Simon's DKR Capella 175cc
Classic Scooterist|December 2019 - January 2020
It’s probably fair to say that in the 1950s most British scooters were well short of the styling and panache of their Latin rivals, but this all changed in 1960 with the launch of the DKR Capella - a sleek Villiers-powered two-stroke which period road testers described as being ‘the most beautiful small-wheeler ever made by a British manufacturer’.
Andy Westlake
Simon's DKR Capella 175cc

Founded by three industrialists, BarryDay, Noah Robinson and Cyril Kieft –hence the name – DKR was a small go-ahead company which between 1957 and 1966 turned out a range of well made, quirkily styled scooters in 150 to 200cc capacities, with the Capella their best seller.

Production records are scant, but it’s reckoned that in their six years of manufacture around 2,000 rolled off the production lines at Pendeford Airport in Wolverhampton before falling sales and increased foreign competition meant that the Midlands manufacturer went out of business in 1966. However, with six decades of production on models they are now highly prized amongst scooter aficionados. In researching the history of the Capella, I was able to track down Ivan Bowen, a man who for three years in the early Sixties worked on the DKR production line, so it’s quite possible he actually made the same machine all those years ago. He takes up the story.

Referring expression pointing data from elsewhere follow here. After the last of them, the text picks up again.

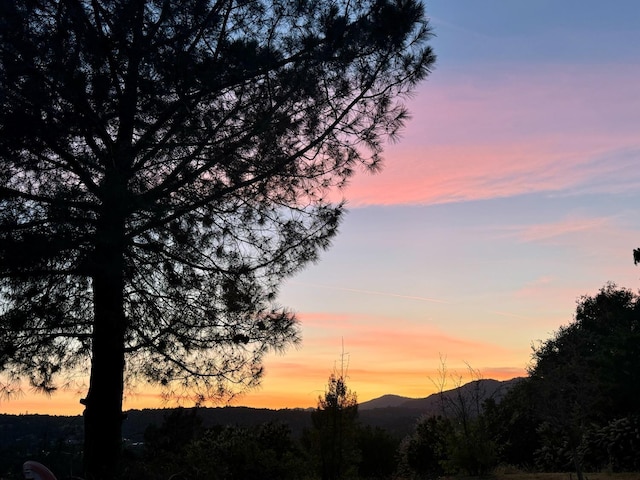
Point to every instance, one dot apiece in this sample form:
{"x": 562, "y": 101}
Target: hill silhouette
{"x": 394, "y": 413}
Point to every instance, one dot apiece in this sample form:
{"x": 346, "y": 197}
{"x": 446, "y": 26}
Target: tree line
{"x": 164, "y": 166}
{"x": 575, "y": 411}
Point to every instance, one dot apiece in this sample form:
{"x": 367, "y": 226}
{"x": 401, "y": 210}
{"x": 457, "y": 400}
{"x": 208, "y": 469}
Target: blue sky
{"x": 514, "y": 190}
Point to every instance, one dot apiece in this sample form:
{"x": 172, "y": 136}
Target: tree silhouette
{"x": 334, "y": 436}
{"x": 588, "y": 373}
{"x": 164, "y": 166}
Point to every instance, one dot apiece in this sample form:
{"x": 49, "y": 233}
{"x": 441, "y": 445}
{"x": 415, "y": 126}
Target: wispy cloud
{"x": 371, "y": 292}
{"x": 563, "y": 130}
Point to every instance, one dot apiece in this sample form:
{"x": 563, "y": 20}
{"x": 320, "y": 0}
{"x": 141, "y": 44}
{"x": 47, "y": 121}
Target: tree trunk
{"x": 103, "y": 413}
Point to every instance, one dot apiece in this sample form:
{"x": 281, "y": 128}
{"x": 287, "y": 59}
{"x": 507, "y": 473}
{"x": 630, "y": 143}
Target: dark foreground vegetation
{"x": 576, "y": 412}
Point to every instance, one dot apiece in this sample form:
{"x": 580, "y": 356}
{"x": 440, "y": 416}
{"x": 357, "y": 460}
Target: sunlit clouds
{"x": 513, "y": 191}
{"x": 480, "y": 135}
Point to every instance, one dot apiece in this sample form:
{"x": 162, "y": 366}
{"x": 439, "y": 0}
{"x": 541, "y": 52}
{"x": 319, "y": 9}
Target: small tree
{"x": 333, "y": 440}
{"x": 164, "y": 166}
{"x": 587, "y": 374}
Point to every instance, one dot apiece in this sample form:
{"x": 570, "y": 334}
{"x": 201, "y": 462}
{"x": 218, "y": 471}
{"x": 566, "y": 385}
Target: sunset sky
{"x": 514, "y": 190}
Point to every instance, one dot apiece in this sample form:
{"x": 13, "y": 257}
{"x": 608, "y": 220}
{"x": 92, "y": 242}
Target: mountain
{"x": 394, "y": 413}
{"x": 480, "y": 389}
{"x": 398, "y": 415}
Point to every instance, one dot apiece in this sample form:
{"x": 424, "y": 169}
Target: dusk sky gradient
{"x": 513, "y": 191}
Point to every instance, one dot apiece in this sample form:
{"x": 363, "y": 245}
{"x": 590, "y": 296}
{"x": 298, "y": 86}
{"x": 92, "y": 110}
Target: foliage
{"x": 164, "y": 166}
{"x": 377, "y": 453}
{"x": 423, "y": 454}
{"x": 587, "y": 375}
{"x": 332, "y": 442}
{"x": 514, "y": 422}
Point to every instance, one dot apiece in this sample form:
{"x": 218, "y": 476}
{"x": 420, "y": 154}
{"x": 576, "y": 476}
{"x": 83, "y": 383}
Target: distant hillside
{"x": 398, "y": 414}
{"x": 483, "y": 389}
{"x": 394, "y": 413}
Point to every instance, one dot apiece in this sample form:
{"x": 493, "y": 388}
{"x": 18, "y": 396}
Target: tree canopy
{"x": 166, "y": 164}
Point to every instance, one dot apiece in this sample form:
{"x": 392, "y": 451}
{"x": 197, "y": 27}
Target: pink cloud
{"x": 482, "y": 136}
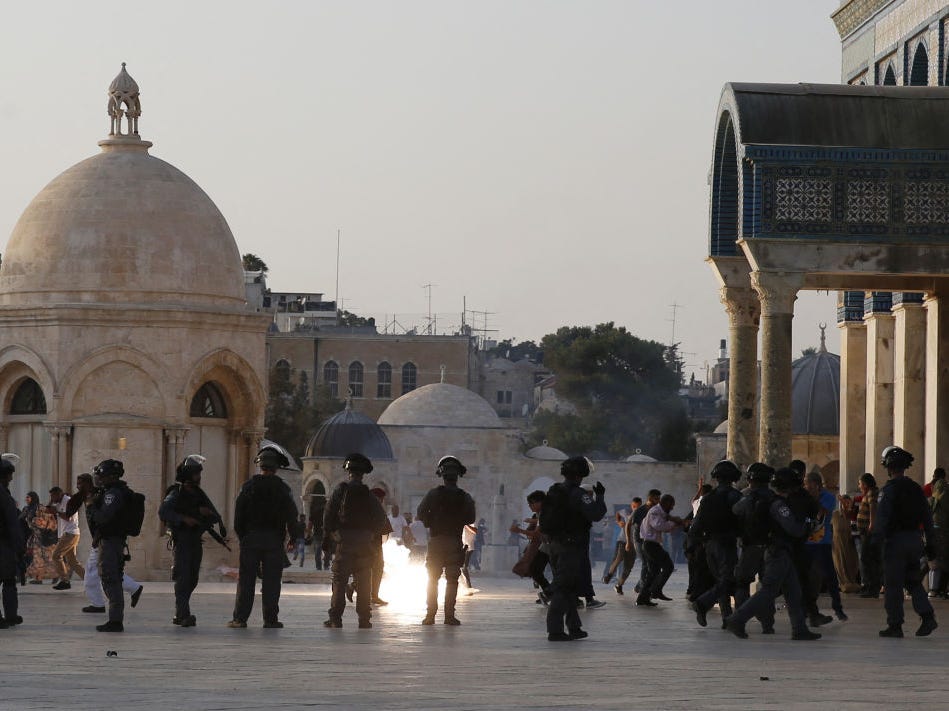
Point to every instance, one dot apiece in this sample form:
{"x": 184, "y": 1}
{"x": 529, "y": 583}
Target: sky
{"x": 542, "y": 162}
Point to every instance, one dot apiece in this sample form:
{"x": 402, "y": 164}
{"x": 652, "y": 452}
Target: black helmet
{"x": 109, "y": 467}
{"x": 576, "y": 466}
{"x": 760, "y": 473}
{"x": 8, "y": 462}
{"x": 357, "y": 463}
{"x": 725, "y": 470}
{"x": 270, "y": 458}
{"x": 894, "y": 457}
{"x": 785, "y": 479}
{"x": 449, "y": 465}
{"x": 190, "y": 465}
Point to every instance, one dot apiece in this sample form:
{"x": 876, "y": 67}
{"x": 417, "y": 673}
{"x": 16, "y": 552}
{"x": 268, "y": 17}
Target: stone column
{"x": 853, "y": 389}
{"x": 909, "y": 373}
{"x": 937, "y": 388}
{"x": 777, "y": 292}
{"x": 744, "y": 312}
{"x": 880, "y": 337}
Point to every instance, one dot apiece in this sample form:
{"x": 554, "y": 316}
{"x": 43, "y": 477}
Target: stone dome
{"x": 815, "y": 394}
{"x": 440, "y": 405}
{"x": 122, "y": 227}
{"x": 346, "y": 432}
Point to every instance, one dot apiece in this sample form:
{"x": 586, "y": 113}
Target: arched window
{"x": 919, "y": 74}
{"x": 409, "y": 378}
{"x": 331, "y": 377}
{"x": 384, "y": 380}
{"x": 208, "y": 402}
{"x": 355, "y": 379}
{"x": 28, "y": 399}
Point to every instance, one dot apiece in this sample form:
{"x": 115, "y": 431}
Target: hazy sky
{"x": 546, "y": 160}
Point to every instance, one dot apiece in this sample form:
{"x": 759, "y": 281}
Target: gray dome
{"x": 441, "y": 405}
{"x": 347, "y": 432}
{"x": 815, "y": 394}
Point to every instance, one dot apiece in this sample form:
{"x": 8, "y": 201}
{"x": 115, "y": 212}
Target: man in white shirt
{"x": 64, "y": 555}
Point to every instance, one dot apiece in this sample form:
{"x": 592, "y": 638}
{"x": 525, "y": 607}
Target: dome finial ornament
{"x": 124, "y": 101}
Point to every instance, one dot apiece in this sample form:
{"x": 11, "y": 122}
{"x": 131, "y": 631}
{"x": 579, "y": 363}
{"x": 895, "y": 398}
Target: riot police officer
{"x": 188, "y": 512}
{"x": 12, "y": 543}
{"x": 264, "y": 514}
{"x": 717, "y": 525}
{"x": 788, "y": 530}
{"x": 901, "y": 511}
{"x": 445, "y": 510}
{"x": 566, "y": 517}
{"x": 753, "y": 512}
{"x": 106, "y": 515}
{"x": 354, "y": 517}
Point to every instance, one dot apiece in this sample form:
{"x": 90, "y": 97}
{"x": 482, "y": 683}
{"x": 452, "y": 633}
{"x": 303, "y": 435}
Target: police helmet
{"x": 357, "y": 463}
{"x": 109, "y": 468}
{"x": 450, "y": 465}
{"x": 8, "y": 462}
{"x": 190, "y": 465}
{"x": 270, "y": 458}
{"x": 725, "y": 470}
{"x": 785, "y": 479}
{"x": 576, "y": 467}
{"x": 894, "y": 457}
{"x": 760, "y": 473}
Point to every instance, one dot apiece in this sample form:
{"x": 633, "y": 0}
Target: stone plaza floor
{"x": 498, "y": 659}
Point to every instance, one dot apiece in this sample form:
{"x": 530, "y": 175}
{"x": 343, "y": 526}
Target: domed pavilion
{"x": 125, "y": 332}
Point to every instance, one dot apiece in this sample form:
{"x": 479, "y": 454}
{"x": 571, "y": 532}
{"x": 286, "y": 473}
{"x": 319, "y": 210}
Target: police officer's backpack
{"x": 133, "y": 513}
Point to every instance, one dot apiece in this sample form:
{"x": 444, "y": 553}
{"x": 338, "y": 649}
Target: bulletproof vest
{"x": 716, "y": 512}
{"x": 908, "y": 500}
{"x": 450, "y": 512}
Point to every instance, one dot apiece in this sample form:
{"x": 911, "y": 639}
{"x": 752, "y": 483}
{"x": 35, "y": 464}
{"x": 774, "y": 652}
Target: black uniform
{"x": 445, "y": 510}
{"x": 569, "y": 542}
{"x": 717, "y": 525}
{"x": 181, "y": 501}
{"x": 109, "y": 535}
{"x": 12, "y": 546}
{"x": 354, "y": 517}
{"x": 264, "y": 514}
{"x": 788, "y": 531}
{"x": 901, "y": 511}
{"x": 753, "y": 512}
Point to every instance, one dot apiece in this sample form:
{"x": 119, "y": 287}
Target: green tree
{"x": 253, "y": 263}
{"x": 625, "y": 390}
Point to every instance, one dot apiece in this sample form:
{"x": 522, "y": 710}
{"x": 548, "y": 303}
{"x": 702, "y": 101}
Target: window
{"x": 409, "y": 378}
{"x": 331, "y": 377}
{"x": 28, "y": 399}
{"x": 384, "y": 380}
{"x": 208, "y": 402}
{"x": 355, "y": 379}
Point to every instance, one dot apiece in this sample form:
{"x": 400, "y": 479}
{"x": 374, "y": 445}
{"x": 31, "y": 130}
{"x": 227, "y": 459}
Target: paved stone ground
{"x": 499, "y": 659}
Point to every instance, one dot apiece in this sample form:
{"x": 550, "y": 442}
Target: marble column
{"x": 777, "y": 292}
{"x": 909, "y": 373}
{"x": 744, "y": 312}
{"x": 853, "y": 402}
{"x": 880, "y": 338}
{"x": 937, "y": 388}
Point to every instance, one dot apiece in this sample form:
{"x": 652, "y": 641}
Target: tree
{"x": 291, "y": 418}
{"x": 625, "y": 390}
{"x": 253, "y": 263}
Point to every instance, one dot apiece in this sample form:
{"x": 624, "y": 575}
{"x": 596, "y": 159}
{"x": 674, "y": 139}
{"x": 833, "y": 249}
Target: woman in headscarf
{"x": 844, "y": 551}
{"x": 42, "y": 539}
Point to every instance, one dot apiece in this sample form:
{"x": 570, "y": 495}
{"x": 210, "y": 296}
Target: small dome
{"x": 441, "y": 405}
{"x": 347, "y": 432}
{"x": 549, "y": 454}
{"x": 815, "y": 394}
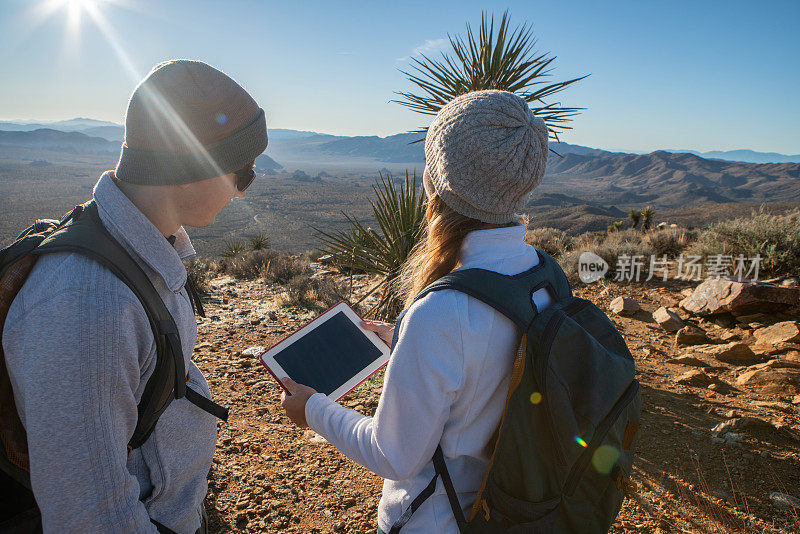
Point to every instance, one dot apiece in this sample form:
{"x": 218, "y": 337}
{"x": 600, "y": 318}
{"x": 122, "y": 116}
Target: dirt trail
{"x": 269, "y": 476}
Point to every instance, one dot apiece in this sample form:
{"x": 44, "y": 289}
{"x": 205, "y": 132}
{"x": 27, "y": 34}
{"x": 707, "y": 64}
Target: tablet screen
{"x": 328, "y": 356}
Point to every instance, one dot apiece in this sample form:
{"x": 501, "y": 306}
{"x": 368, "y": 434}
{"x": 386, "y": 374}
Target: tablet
{"x": 332, "y": 354}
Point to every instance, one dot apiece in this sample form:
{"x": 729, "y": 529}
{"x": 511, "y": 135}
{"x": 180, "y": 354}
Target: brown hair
{"x": 438, "y": 252}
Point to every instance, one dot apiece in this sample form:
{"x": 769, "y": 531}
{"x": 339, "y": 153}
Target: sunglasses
{"x": 244, "y": 177}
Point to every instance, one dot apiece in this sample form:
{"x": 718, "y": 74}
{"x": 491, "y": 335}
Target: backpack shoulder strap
{"x": 87, "y": 235}
{"x": 510, "y": 295}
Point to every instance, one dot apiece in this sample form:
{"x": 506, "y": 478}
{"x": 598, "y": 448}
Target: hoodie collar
{"x": 138, "y": 235}
{"x": 495, "y": 247}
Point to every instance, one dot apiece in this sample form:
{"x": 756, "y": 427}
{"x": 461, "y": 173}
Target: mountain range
{"x": 575, "y": 176}
{"x": 393, "y": 148}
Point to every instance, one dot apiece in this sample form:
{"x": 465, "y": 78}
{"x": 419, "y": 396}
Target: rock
{"x": 668, "y": 320}
{"x": 784, "y": 501}
{"x": 691, "y": 335}
{"x": 689, "y": 360}
{"x": 752, "y": 318}
{"x": 774, "y": 381}
{"x": 624, "y": 306}
{"x": 775, "y": 405}
{"x": 723, "y": 295}
{"x": 735, "y": 353}
{"x": 740, "y": 423}
{"x": 695, "y": 377}
{"x": 774, "y": 348}
{"x": 785, "y": 332}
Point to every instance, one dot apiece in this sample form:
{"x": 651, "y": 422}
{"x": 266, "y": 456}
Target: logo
{"x": 591, "y": 267}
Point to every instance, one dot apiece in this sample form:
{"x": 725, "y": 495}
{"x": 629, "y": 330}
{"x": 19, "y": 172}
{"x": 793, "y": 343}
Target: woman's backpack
{"x": 564, "y": 448}
{"x": 81, "y": 231}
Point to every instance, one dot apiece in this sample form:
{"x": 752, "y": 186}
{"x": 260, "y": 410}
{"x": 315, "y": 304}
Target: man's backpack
{"x": 564, "y": 448}
{"x": 81, "y": 231}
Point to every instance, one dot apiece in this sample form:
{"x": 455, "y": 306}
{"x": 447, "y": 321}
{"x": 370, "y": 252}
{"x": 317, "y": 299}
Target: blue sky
{"x": 705, "y": 75}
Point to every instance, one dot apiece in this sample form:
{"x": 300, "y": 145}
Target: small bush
{"x": 233, "y": 248}
{"x": 259, "y": 241}
{"x": 775, "y": 237}
{"x": 552, "y": 240}
{"x": 283, "y": 267}
{"x": 313, "y": 292}
{"x": 270, "y": 264}
{"x": 669, "y": 241}
{"x": 609, "y": 247}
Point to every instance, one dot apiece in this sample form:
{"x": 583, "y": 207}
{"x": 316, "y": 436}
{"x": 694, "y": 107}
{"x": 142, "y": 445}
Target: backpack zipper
{"x": 605, "y": 425}
{"x": 548, "y": 336}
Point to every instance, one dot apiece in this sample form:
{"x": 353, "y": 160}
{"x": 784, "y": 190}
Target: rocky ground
{"x": 718, "y": 449}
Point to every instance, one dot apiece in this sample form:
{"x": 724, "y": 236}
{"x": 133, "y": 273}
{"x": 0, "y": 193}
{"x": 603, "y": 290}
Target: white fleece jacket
{"x": 446, "y": 383}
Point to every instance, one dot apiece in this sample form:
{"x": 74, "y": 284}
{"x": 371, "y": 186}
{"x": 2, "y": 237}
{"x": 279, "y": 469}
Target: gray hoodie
{"x": 79, "y": 351}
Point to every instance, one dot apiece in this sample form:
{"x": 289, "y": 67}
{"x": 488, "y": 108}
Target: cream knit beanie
{"x": 484, "y": 153}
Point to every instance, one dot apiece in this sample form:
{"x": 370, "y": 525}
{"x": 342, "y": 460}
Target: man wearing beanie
{"x": 78, "y": 344}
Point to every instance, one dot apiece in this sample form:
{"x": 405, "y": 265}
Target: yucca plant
{"x": 259, "y": 241}
{"x": 635, "y": 216}
{"x": 233, "y": 248}
{"x": 400, "y": 213}
{"x": 647, "y": 215}
{"x": 504, "y": 60}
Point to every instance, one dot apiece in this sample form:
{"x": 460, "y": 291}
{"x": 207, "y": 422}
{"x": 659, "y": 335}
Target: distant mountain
{"x": 72, "y": 125}
{"x": 111, "y": 133}
{"x": 265, "y": 163}
{"x": 56, "y": 140}
{"x": 745, "y": 156}
{"x": 674, "y": 179}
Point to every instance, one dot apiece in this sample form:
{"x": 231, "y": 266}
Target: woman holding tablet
{"x": 450, "y": 366}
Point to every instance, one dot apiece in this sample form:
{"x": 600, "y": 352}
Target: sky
{"x": 702, "y": 74}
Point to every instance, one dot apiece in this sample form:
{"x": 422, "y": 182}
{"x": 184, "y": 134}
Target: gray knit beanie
{"x": 484, "y": 153}
{"x": 186, "y": 121}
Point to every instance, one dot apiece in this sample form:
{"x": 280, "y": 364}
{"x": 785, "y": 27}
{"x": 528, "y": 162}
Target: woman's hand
{"x": 295, "y": 404}
{"x": 385, "y": 331}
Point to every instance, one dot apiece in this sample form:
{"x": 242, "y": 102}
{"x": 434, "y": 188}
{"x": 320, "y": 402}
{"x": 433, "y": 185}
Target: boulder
{"x": 624, "y": 306}
{"x": 785, "y": 332}
{"x": 738, "y": 424}
{"x": 691, "y": 335}
{"x": 723, "y": 295}
{"x": 735, "y": 353}
{"x": 771, "y": 349}
{"x": 781, "y": 381}
{"x": 667, "y": 319}
{"x": 784, "y": 501}
{"x": 691, "y": 361}
{"x": 695, "y": 377}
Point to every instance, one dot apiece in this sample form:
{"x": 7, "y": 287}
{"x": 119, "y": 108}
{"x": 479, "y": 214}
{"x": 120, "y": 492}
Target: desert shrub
{"x": 552, "y": 240}
{"x": 775, "y": 237}
{"x": 669, "y": 241}
{"x": 233, "y": 248}
{"x": 283, "y": 267}
{"x": 609, "y": 247}
{"x": 247, "y": 265}
{"x": 200, "y": 271}
{"x": 259, "y": 241}
{"x": 312, "y": 292}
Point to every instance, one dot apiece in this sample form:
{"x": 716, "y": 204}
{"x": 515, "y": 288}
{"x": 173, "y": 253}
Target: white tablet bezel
{"x": 268, "y": 356}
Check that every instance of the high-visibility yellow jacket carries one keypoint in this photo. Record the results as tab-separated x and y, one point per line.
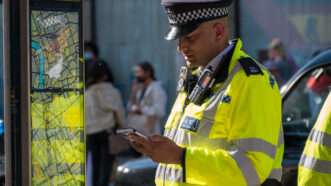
315	163
233	138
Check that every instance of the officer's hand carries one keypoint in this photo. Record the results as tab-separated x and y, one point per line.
160	149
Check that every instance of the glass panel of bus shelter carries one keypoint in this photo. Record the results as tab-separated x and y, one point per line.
57	96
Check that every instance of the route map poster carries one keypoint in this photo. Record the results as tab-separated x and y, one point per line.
57	99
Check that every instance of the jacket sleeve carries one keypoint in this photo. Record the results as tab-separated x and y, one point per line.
252	123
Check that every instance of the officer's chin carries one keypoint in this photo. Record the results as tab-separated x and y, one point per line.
191	64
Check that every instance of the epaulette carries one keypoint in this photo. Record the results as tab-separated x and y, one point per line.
250	67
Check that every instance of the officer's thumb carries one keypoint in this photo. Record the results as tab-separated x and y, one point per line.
158	138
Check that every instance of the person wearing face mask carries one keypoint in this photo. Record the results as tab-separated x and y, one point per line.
147	102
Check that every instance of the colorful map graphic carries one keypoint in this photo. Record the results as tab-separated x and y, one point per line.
57	104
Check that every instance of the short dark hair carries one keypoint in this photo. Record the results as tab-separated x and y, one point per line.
147	67
92	46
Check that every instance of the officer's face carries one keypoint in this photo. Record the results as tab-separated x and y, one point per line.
198	47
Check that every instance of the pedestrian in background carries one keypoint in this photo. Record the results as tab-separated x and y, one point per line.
147	103
104	111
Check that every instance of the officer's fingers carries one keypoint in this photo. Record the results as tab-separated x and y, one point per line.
158	138
138	139
138	147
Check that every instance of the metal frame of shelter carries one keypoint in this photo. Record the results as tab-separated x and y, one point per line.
18	89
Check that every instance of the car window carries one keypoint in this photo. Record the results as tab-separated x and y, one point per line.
301	109
306	99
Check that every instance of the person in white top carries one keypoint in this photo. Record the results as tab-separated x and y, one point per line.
147	103
104	112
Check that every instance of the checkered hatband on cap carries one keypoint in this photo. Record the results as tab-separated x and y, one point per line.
196	15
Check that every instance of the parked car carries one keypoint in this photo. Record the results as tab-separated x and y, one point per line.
303	96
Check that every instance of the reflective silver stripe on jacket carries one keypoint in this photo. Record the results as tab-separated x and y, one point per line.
314	164
257	145
281	137
170	173
320	137
246	167
276	174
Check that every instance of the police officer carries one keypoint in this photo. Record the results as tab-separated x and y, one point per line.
315	163
225	125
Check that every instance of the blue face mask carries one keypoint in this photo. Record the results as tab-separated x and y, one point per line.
88	55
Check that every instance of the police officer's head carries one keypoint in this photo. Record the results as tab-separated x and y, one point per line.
201	27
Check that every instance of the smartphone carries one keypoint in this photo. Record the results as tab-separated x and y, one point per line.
127	131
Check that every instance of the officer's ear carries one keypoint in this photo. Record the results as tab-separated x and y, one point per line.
219	29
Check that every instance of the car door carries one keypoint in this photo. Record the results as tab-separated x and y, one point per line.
301	106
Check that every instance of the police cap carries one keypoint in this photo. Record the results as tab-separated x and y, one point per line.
186	15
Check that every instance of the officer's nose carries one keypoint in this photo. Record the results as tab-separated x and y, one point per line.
182	45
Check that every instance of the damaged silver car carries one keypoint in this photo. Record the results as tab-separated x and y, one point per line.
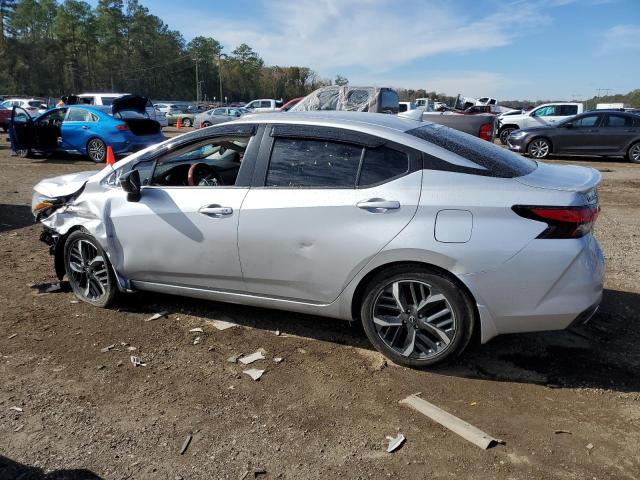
424	234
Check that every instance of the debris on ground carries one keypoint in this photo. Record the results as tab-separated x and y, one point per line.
137	361
221	324
259	355
453	423
254	373
395	442
156	316
185	444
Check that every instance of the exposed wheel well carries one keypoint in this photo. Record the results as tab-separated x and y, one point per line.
358	295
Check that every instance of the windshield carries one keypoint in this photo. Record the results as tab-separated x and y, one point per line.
499	161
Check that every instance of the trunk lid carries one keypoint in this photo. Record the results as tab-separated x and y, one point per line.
64	185
569	178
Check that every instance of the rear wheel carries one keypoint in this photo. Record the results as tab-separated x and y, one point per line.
416	318
634	153
88	270
539	148
96	150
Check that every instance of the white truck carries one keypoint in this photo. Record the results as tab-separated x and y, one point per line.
547	114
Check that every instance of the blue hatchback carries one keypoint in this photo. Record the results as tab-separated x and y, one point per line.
86	130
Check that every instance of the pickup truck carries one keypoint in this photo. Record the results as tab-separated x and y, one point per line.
541	116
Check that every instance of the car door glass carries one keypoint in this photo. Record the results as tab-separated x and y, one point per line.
382	164
313	163
588	121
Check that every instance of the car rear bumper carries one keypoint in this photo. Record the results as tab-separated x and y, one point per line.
549	285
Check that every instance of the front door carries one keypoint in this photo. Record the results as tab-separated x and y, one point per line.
325	208
183	229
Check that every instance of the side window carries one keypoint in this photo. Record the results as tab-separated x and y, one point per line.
588	121
313	163
382	164
618	121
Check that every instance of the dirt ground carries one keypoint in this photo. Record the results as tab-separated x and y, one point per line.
324	411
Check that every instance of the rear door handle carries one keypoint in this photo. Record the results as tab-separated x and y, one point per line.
215	210
378	205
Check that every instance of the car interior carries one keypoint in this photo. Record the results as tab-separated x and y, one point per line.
205	164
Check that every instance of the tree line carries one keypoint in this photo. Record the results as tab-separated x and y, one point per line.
52	49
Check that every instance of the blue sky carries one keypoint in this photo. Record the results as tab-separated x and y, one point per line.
509	49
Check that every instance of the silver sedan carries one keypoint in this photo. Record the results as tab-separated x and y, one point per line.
428	236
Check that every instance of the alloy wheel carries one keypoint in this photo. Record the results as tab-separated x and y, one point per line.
88	270
96	150
414	319
539	148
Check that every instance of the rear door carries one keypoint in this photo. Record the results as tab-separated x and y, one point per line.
324	201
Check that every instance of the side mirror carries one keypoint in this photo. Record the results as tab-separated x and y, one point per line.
130	183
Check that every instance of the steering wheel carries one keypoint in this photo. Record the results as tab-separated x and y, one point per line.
201	174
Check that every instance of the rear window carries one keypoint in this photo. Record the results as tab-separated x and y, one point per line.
499	161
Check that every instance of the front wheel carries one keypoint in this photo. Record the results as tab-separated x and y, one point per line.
539	148
88	270
415	318
634	153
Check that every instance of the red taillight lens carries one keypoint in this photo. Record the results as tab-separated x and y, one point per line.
486	131
563	222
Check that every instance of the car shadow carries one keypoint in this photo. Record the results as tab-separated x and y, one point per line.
604	353
10	469
14	216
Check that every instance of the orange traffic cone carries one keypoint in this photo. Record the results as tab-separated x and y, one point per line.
111	158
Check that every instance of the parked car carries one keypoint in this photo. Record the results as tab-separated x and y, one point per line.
599	132
264	105
546	114
218	115
86	130
107	99
34	106
424	265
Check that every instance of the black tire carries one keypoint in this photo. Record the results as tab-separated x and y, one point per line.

“This was in the days when there was plenty of work and on leaving school I got a job at the big Villiers factory on engine assembly. After a while I moved on to Britool, but was only there for a couple of weeks. Following a strike I got to hear about a job going at the DKR factory in nearby Wolverhampton. I was put on the production line, but the title is a bit far-fetched because in total there were only about 10 people working there and the ‘construction team’ consisted of just three of us – Ron, Chris Evans and me. The whole factory space consisted of two offices and three workshops, one of which was where a girl made the seats and put the rubber edging on the panels; our production line and another very small workshop were where any repairs were carried out. It wasn’t very big and during some grim winters it was extremely cold and our only source of heat was a cast-iron wood-burning stove.